Israels Armee: Terroristen entführten Frauen als »Sklavinnen«
Israels Militär veröffentlichte unterdessen Tonaufnahmen, die beweisen sollen, dass bei dem Überfall auf Israel Frauen auch als »Sklavinnen« verschleppt worden seien. Auf den Aufnahmen, die vom Tag der Invasion stammen sollen, sind die Stimmen von Männern zu hören. Nach israelischer Darstellung soll es sich dabei auch um Mitarbeiter des UN-Palästinenserhilfswerk UNRWA handeln. So soll etwa der Lehrer einer UNRWA-Schule gesagt haben, er habe eine »Sklavin« gefangen genommen, sagte Armeesprecher Daniel Hagari. Die Authentizität der Aufnahmen konnte bisher nicht unabhängig überprüft werden. Eine Reaktion von UNWRA zu den Vorwürfen steht noch aus.
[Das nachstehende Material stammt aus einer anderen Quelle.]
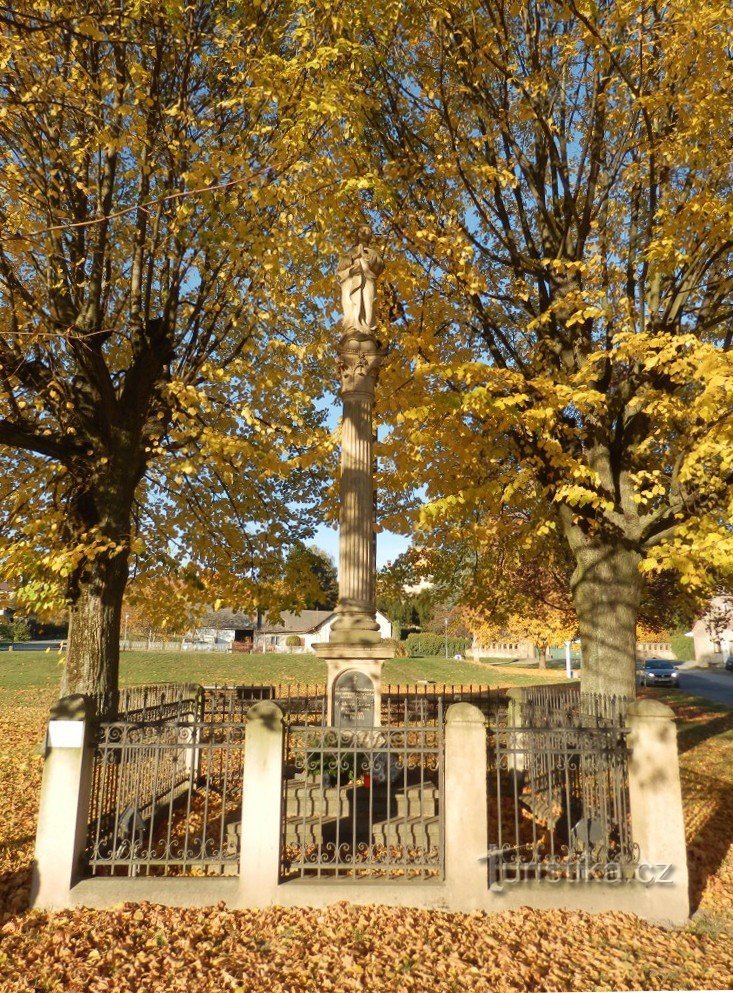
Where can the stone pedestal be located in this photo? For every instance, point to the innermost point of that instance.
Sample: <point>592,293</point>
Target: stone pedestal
<point>342,659</point>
Israel lobt UN-Bericht über sexualisierte Gewalt bei Hamas-Terror
Israels Präsident Izchak Herzog hat den UN-Bericht über sexualisierte Gewalt beim Massaker der islamistischen Hamas am 7. Oktober gelobt. Der Bericht sei von immenser Bedeutung, schrieb Herzog auf der Plattform X (vormals Twitter). »Er untermauert mit moralischer Klarheit und Integrität die systematischen, vorsätzlichen und anhaltenden Sexualverbrechen, die Hamas-Terroristen gegen israelische Frauen verüben.« Die Welt müsse nun entschieden reagieren und die Hamas verurteilen und bestrafen, forderte Herzog.